Zur Inszenierung von Händels Oratorium „Hercules“ an der Komischen Oper
Szenenbild von "Hercules" © Komische Oper / Monika Rittershaus
Liebe, Eifersucht und ein Mord wider Willen sind die Zutaten des dramatischen Oratoriums „Hercules“ von Georg Friedrich Händel, das aktuell das Publikum der Komischen Oper Berlin in seiner Ausweichstätte im Schillertheater über drei Stunden in seinen Bann zieht. Was natürlich in erster Linie der aufwühlenden Musik des Barockkomponisten geschuldet ist, aber auch der überaus intensiven, ja spannenden Inszenierung. Regisseur Barrie Kosky widmet sich nach „Semele“ im gleichen Haus mit „Hercules“ einem weiteren der hierzulande selten szenisch zu erlebenden Händel-Oratorien, das heute als sein schönstes gilt. Kaum zu glauben, dass es zur Uraufführung in London im Jahre 1745 total durchfiel und lange Zeit nicht mehr aufgeführt wurde. Die dramatische Kraft des Werks für die Bühne wurde eigentlich erst im 19.Jahrhundert neu entdeckt.
Kosky – der inzwischen international Kultstatus besitzt – gestaltet die Geschichte über die tödliche Macht der Eifersucht als Parabel auf die menschliche Schwäche. Eigentlich ein Kammerspiel, eher eine intime Familiengeschichte als eine antike Götter-Tragödie, reduziert auf das Wesentliche und kommentiert von stimmgewaltigen Chören (David Cavelius).
© Komische Oper / Monika Rittershaus
Das minimalistische Bühnenbild (Katrin Lea Tag) rückt die komplexen Charaktere und ihre widersprüchlichen Emotionen in den Fokus. Denn es ist nichts so, wie es scheint. Hercules, in der Mythologie häufig als starker Held dargestellt, ist seit einem siegreichen Krieg traumatisiert.

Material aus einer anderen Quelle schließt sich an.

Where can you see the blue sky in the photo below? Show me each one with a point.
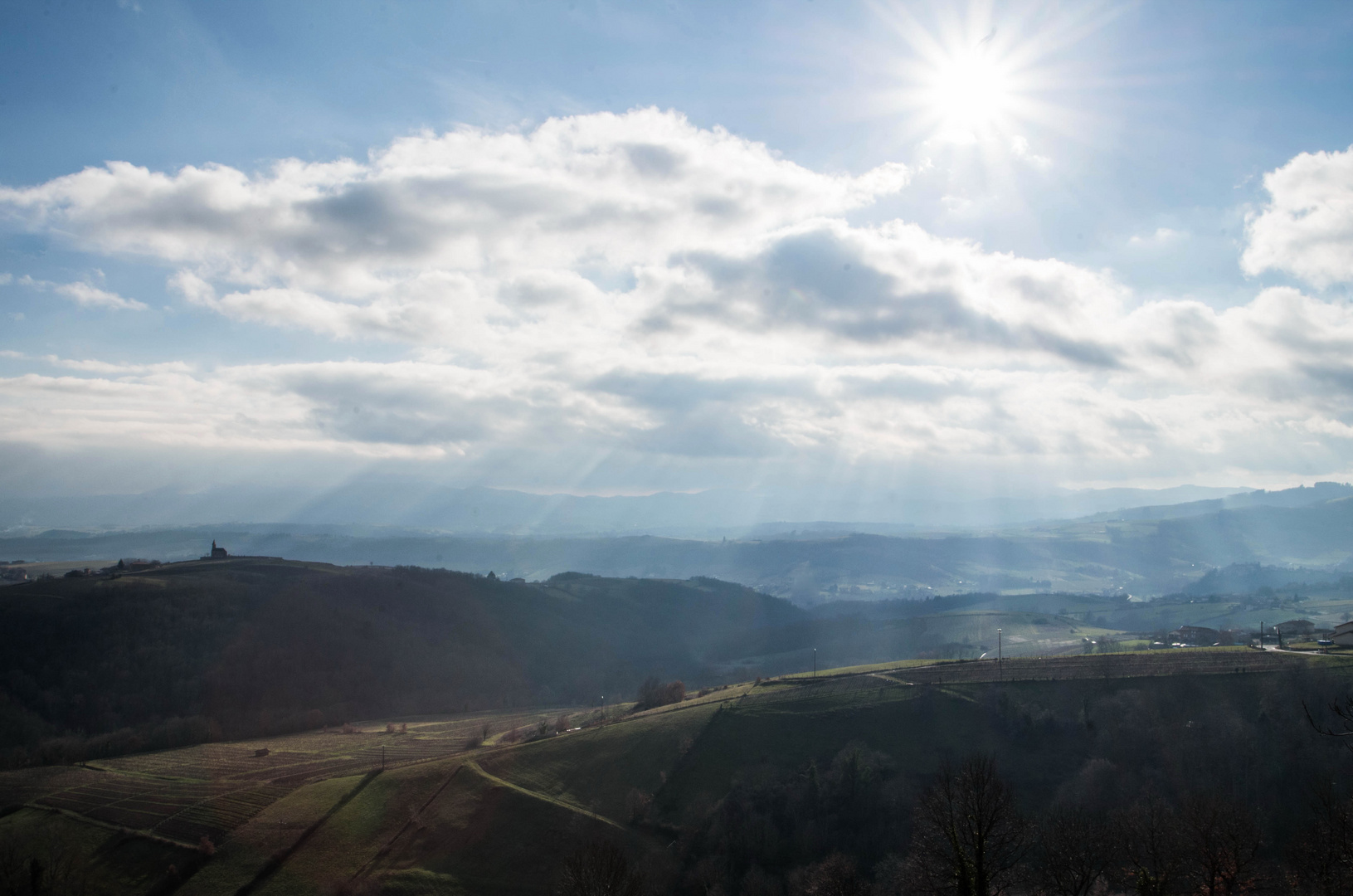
(621, 248)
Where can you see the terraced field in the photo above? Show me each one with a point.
(212, 789)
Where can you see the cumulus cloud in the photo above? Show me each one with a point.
(1307, 226)
(636, 289)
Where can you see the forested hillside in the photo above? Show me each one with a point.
(233, 649)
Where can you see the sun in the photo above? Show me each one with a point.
(969, 94)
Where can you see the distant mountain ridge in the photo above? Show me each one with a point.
(479, 510)
(1310, 528)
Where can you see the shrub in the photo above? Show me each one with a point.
(655, 694)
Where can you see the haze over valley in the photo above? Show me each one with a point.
(777, 448)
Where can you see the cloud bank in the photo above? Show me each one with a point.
(636, 291)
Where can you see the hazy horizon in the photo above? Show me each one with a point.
(840, 255)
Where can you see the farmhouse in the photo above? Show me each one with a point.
(1297, 628)
(1195, 635)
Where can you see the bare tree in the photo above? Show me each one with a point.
(1073, 851)
(1149, 837)
(1342, 711)
(600, 869)
(1224, 845)
(834, 876)
(969, 835)
(1322, 855)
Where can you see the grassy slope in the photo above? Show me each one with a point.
(80, 855)
(274, 830)
(597, 769)
(443, 827)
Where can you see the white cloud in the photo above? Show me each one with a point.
(85, 294)
(1307, 226)
(636, 291)
(1019, 148)
(1162, 236)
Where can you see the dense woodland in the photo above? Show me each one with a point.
(1158, 786)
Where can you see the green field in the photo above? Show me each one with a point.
(317, 812)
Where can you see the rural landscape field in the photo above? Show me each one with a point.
(675, 448)
(409, 734)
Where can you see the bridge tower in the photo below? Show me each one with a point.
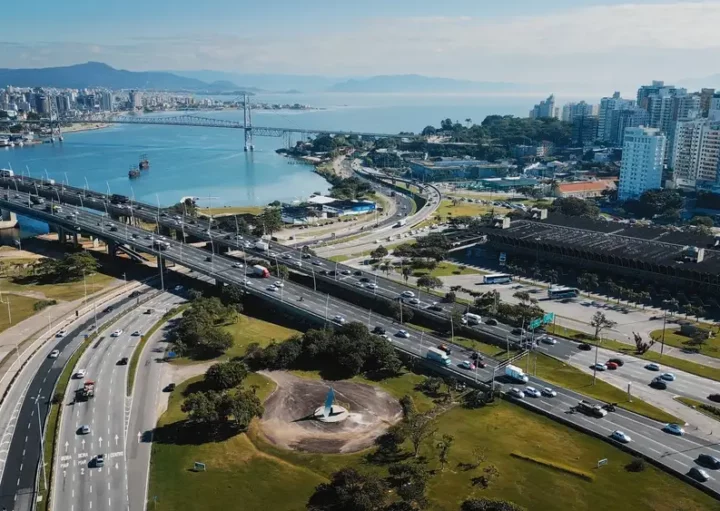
(247, 124)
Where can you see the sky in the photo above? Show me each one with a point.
(595, 43)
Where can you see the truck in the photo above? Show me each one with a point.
(86, 391)
(515, 373)
(438, 355)
(472, 319)
(589, 408)
(260, 271)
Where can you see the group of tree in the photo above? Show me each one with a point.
(223, 402)
(350, 350)
(70, 268)
(198, 332)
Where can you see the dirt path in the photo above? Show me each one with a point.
(288, 423)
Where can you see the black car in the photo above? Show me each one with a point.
(708, 461)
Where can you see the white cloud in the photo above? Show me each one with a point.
(619, 45)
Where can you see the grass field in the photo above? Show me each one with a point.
(567, 376)
(246, 469)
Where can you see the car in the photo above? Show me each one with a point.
(620, 436)
(658, 383)
(517, 393)
(674, 429)
(698, 474)
(708, 461)
(532, 392)
(548, 392)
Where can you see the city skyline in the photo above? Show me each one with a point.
(522, 43)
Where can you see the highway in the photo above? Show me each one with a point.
(78, 483)
(29, 399)
(650, 440)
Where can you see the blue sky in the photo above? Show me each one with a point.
(600, 42)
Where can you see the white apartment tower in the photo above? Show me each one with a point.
(642, 162)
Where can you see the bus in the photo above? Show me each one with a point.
(563, 292)
(498, 278)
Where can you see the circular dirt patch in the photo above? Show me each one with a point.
(288, 419)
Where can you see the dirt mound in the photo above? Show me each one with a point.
(288, 419)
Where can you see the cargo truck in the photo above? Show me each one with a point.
(260, 271)
(515, 373)
(438, 355)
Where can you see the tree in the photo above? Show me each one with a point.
(443, 447)
(487, 504)
(226, 375)
(349, 490)
(600, 322)
(429, 282)
(244, 406)
(419, 427)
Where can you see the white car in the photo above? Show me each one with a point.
(532, 392)
(548, 392)
(620, 437)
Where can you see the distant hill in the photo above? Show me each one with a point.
(97, 74)
(419, 83)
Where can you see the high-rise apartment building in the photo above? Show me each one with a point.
(642, 161)
(544, 108)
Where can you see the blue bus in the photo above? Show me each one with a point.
(497, 278)
(556, 292)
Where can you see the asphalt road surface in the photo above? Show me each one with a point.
(79, 483)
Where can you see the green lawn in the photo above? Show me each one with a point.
(246, 469)
(710, 348)
(567, 376)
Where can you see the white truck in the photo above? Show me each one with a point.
(515, 373)
(472, 319)
(438, 355)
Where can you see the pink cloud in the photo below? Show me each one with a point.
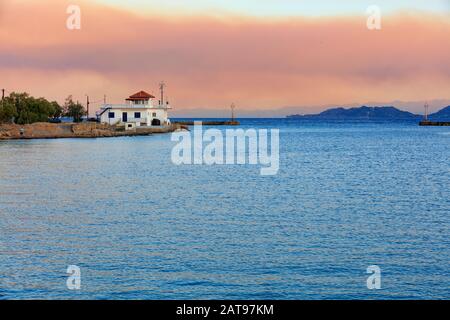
(209, 63)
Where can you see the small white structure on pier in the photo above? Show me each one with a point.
(139, 110)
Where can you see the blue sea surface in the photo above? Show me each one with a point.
(348, 195)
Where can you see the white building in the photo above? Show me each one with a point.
(139, 110)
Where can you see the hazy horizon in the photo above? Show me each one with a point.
(271, 58)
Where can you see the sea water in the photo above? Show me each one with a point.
(347, 195)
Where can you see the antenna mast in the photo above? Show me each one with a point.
(233, 106)
(426, 111)
(161, 87)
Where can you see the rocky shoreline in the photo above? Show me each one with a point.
(44, 130)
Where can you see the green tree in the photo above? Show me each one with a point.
(7, 112)
(27, 109)
(74, 110)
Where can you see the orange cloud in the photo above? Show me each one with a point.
(210, 63)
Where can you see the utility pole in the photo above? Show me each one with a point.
(161, 87)
(233, 106)
(87, 107)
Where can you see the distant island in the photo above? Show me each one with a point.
(372, 113)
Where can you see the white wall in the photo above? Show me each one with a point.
(146, 113)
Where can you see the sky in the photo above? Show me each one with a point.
(269, 57)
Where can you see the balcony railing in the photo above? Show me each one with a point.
(136, 106)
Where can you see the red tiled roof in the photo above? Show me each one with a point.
(141, 95)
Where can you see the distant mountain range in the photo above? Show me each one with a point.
(373, 113)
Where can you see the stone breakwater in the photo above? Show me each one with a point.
(44, 130)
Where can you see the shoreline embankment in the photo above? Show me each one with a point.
(45, 130)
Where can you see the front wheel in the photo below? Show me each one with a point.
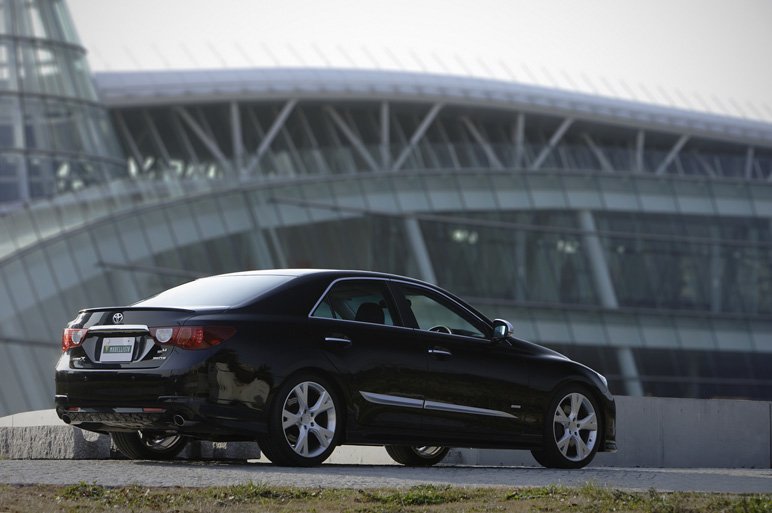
(417, 456)
(571, 430)
(305, 423)
(145, 445)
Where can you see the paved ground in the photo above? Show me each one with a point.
(149, 473)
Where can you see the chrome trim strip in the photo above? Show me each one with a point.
(406, 402)
(337, 340)
(457, 408)
(392, 400)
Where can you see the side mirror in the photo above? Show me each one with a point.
(502, 330)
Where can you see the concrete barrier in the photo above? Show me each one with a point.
(651, 432)
(672, 433)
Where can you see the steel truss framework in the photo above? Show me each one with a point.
(309, 138)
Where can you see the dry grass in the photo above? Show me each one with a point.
(87, 498)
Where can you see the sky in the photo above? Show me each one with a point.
(705, 55)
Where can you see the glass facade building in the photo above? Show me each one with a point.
(634, 238)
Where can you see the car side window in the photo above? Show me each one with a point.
(356, 300)
(436, 313)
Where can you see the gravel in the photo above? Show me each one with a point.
(197, 474)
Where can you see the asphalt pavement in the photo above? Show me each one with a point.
(198, 473)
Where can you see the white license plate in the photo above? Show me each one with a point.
(117, 349)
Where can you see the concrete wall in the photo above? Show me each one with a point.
(677, 433)
(651, 432)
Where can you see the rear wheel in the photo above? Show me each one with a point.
(424, 456)
(571, 430)
(146, 445)
(305, 423)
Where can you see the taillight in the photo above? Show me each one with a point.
(72, 337)
(192, 337)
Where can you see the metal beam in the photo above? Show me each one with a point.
(420, 252)
(605, 288)
(183, 135)
(672, 154)
(493, 159)
(709, 169)
(133, 148)
(237, 139)
(352, 137)
(749, 156)
(518, 137)
(450, 146)
(554, 140)
(316, 152)
(210, 144)
(597, 260)
(417, 135)
(385, 136)
(604, 162)
(156, 136)
(277, 125)
(640, 144)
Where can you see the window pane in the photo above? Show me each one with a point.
(353, 300)
(431, 314)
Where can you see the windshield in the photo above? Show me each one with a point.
(216, 291)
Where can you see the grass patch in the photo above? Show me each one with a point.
(255, 497)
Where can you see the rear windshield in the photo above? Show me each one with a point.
(216, 291)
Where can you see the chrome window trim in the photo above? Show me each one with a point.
(332, 284)
(407, 402)
(385, 281)
(454, 301)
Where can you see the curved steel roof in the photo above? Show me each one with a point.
(124, 89)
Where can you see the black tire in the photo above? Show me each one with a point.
(316, 409)
(572, 429)
(140, 445)
(416, 456)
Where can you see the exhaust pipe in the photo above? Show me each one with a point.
(181, 421)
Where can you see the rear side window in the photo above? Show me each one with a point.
(356, 300)
(217, 291)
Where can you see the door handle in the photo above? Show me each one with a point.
(337, 342)
(439, 352)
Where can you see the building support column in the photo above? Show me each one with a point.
(418, 248)
(605, 287)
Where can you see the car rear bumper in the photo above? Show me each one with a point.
(189, 416)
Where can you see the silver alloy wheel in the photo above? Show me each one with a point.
(575, 427)
(428, 451)
(308, 419)
(158, 442)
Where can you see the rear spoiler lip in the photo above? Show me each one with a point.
(136, 308)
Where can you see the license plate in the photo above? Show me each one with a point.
(117, 349)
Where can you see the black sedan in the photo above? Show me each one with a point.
(305, 360)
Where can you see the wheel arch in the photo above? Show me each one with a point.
(593, 391)
(328, 376)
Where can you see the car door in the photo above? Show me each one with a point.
(473, 387)
(357, 322)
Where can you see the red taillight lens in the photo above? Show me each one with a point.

Doch er vertraut sich seiner Frau nicht an und in diesem fehlenden Vertrauen findet sich schließlich der Grund für seinen Untergang.
Im Zentrum des Geschehens steht also eigentlich nicht der antike Titelheld, sondern dessen Gattin Dejanira (Paula Murrihy). Das Warten auf die Rückkehr ihres geliebten Hercules (Brandon Cedel) von seinen Eroberungszügen hat sie schier in den Wahnsinn getrieben. Als er endlich heimkehrt, kann Dejanira nicht glauben, dass ihr Mann Iole (Penny Sofroniadou), die Tochter des besiegten Königs, ohne Hintergedanken mit an den heimatlichen Hof gebracht hat.
© Komische Oper / Monika Rittershaus
Dejaniras Eifersucht ist zwar grundlos, doch versucht sie die Liebe ihres Mannes – die sie nie verloren hat – mit einem Geschenk wieder zu gewinnen. Das kostbare Gewand aber, das ihr ein bösartiger Zentaur hinterhältig untergeschoben hat, ist vergiftet und Hercules erleidet einen qualvollen Tod, der sie in den Wahnsinn treibt. Ihr Sohn Hyllus (Caspar Singh) hingegen findet in der Liebe zu Iole sein Glück. Keine Schlussapotheose aber ein versöhnliches Ende.
Barrie Kosky hat das Werk sicher auch für seine Hauptdarstellerin Paula Murrihy ausgewählt und ganz auf sie zugeschnitten. Die irische Mezzosopranistin bezeichnet er als sensationell und das ist sie auch. Scheinbar mühelos brilliert sie sängerisch mit anspruchsvollsten virtuosen Koloraturen, beeindruckt darstellerisch mit allen Facetten menschlicher Gefühle, von anrührender leiser Traurigkeit bis zu atemberaubend expressiven Tragik-Ausbrüchen. Ein Triumph der Sängerin, flankiert von einem ebenbürtigen Solistenensemble, dem wuchtigen wohlklingenden Chor und einem sehr wandlungsfähigen Orchester, das unter seinem Dirigenten David Bates die barocken Klangfarben überzeugend darstellen konnte.
Ein nachhaltiges, berührendes Erlebnis, wenn man sich auf die ungewöhnlich lange Spieldauer einlässt. Ganz großes Theater!
Schlussapplaus © Ingrid Müller-Mertens
Weitere Vorstellungen in dieser Spielzeit noch am 29. März und am 5. April.